Rasanya lega sekali. Pulang kampung. 16 September 2016. Tiba kembali di tanah kelahiran. Kala melihat tanah-tanah yang dikerontangkan kemarau, kala melihat batang-batang lontar digoyang angin, kala melihat sanak kerabat tersenyum semringah. Rasanya lega sekali.
Tidak seperti tahun-tahun sebelumnya, tahun ini saya lebih lama di kampung. Hampir seminggu. Selain riset untuk buku memoar, saya juga punya agenda pribadi. Saya bermimpi ada pustaka bergerak di tanah kelahiran. Saya berharap ada pustakawan yang rela meluangkan waktu.
Bukan apa-apa, tanah kelahiran saya kerap dipandang sebelah mata. Jeneponto. Itulah daerah tempat saya dilahirkan dan dibesarkan. Orang-orang sering menyebutnya "Turatea". Kata dari bahasa Makassar itu jika diindonesiakan akan menjadi "orang yang di atas".
Sekalipun disebut Turatea, orang-orang Jeneponto tenar dengan gelar "pakbambangang na tolo". Artinya "mudah marah dan bodoh". Padahal kata itu bisa berubah makna, asalkan penulisan dan pelafalannya berubah. Pakbambangang na tolok. Artinya "peka dan jago".

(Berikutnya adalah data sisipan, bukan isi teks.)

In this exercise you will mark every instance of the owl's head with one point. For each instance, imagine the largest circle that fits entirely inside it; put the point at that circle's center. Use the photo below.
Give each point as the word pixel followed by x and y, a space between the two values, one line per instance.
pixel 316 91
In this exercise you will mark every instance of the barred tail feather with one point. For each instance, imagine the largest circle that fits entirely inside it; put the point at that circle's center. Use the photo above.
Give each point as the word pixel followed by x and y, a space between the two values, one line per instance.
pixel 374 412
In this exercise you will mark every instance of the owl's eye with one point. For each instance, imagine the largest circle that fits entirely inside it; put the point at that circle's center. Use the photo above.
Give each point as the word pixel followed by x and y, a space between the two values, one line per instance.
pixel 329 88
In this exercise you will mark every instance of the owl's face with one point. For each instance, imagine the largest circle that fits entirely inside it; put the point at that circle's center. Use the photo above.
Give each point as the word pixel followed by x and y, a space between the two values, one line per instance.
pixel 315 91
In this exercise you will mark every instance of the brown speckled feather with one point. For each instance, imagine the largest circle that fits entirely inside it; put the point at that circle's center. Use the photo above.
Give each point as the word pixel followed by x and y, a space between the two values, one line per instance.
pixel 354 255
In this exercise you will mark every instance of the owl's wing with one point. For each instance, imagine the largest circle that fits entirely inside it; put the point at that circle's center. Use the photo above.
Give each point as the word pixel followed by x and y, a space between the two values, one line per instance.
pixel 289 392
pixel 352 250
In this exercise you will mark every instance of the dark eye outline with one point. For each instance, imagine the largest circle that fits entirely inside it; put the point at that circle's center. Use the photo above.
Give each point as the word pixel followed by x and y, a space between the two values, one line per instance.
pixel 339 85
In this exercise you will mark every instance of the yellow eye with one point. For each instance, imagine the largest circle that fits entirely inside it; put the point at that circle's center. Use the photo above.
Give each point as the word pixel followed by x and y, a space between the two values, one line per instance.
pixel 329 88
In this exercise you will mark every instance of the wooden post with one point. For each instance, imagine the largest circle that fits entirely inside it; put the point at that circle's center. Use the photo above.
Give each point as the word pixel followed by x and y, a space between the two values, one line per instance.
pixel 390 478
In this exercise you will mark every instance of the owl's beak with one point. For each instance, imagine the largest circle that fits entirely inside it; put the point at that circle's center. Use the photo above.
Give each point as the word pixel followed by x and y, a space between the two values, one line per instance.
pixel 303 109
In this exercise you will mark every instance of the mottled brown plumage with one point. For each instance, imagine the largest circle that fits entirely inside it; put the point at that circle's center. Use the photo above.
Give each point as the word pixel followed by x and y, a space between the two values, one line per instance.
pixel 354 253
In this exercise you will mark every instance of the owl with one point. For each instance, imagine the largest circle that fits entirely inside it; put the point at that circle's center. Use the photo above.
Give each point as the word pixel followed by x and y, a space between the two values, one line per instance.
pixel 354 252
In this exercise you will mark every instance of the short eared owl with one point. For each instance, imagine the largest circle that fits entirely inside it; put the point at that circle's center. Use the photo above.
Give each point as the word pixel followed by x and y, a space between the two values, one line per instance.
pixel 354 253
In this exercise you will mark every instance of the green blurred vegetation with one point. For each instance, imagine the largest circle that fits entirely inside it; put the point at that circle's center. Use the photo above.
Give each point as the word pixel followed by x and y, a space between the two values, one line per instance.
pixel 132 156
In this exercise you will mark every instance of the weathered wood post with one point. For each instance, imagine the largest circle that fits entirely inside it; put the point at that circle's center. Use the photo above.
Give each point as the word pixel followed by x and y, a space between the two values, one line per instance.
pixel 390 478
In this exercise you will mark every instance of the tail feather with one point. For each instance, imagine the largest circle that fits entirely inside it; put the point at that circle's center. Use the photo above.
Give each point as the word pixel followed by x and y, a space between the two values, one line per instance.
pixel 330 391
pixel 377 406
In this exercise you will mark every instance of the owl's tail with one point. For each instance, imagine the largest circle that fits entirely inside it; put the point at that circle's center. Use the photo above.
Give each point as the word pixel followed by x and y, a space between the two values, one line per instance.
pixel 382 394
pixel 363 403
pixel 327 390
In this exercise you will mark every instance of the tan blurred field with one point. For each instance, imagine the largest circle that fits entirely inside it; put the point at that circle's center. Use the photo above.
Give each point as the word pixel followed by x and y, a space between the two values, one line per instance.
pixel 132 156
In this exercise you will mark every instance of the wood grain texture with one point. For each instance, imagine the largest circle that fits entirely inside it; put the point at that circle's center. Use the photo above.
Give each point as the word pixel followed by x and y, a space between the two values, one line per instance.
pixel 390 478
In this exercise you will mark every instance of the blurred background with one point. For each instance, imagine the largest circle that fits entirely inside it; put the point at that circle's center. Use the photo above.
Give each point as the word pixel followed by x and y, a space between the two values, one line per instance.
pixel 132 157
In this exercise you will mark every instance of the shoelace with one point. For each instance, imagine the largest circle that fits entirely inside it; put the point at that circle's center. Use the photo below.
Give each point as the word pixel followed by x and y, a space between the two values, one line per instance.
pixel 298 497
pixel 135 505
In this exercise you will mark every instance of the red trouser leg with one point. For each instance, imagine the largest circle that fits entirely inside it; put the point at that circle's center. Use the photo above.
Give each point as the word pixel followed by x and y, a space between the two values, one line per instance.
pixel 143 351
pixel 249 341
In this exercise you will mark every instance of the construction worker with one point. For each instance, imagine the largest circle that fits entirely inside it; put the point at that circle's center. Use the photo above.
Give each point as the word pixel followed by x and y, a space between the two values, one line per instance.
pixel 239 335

Namun, tabiat orang Turatea tiada berbeda dengan batang lontar: keras di luar, lembut di dalam. Kulit batang bagian luar memang heras keras untuk melindungi hati yang lembut. Seperti lontar, orang Turatea juga tahan banting, tahan menderita, dan tahan pukul.
Tidak heran jika karakter orang Turatea keras-keras. Bayangkan saja. Hingga sekarang masih ada anggapan "lebih baik dimarahi orang Bone daripada dicintai orang Jeneponto". Orang Bone kalau marah masih bersuara pelan, orang Turatea sekalipun menyatakan cinta suaranya keras.
Rasanya lega sekali. Apalagi jika sanggar seni tumbuh dan berkembang. Sebagai inisiator Teater Tubaranina Turatea (Teater Tutur)Â semasa remaja, saya berharap generasi setelah saya tidak kehilangan jati diri; tidak kehilangan akar lontar. Itulah musabab mengapa saya saya ingin pulang kampung.
Tradisi membaca
Sekalipun dari keluarga miskin, banyak anak-anak yang ingin membaca. Sayangnya, akses atas bahan bacaan sangat terbatas. Kalaupun dapat uang, bocah-bocah Turatea lebih condong beli makanan atau mainan daripada membeli buku. Itu manusiawi.
Saya tidak mengada-ada. Semaca bocah, saya merasa meriang jika tidak membaca dalam satu hari. Apa saja saya baca. Ponakan-ponakan saya juga begitu. Banyak yang mau membaca, tetapi tidak punya sesuatu untuk dibaca. Paling-paling lari ke perpustakaan.